Monday, December 9, 2013
The city of San Diego has 425 requests for sidewalk installations throughout the city, which would cost a combined $170 million, but only budgets $1 million annually to pay for them, according to a report delivered Monday to the City Council's Infrastructure Committee.
Each project carries a price tag of $400,000, according to the report.
The money used to fund sidewalk installations is part of revenue from the half-cent TransNet sales tax.
"Some neighborhoods are missing sidewalks on common walking routes, and that is unacceptable," Councilman Mark Kersey, the committee chairman, said.
The need for installations could increase depending on an assessment of the city's sidewalk conditions, according to the report from the city's Transportation and Storm Water Department.
Kersey and Councilwoman Myrtle Cole said they will work with staff and the city's Independent Budget Analyst to revise city policies on sidewalks, some provisions of which are four decades old.
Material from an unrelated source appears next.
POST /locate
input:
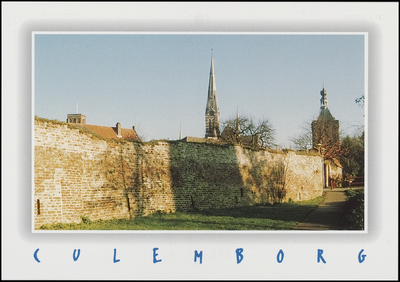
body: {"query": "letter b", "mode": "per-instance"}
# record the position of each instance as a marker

The policies have led to confusion over whether the city or adjacent property-owners are responsible for repairing damaged sidewalks -- resulting in inaction, Kersey said.
"The city's longtime neglect of our infrastructure is as evident on our cracked and broken sidewalks as it is on our bumpy, potholed streets," Kersey said. "We need to overhaul these outdated policies in order to make San Diego a more walkable community with priority on creating safe routes to schools, enhancing ADA accessibility and improving business frontages."
San Diego has about 5,000 miles of sidewalks.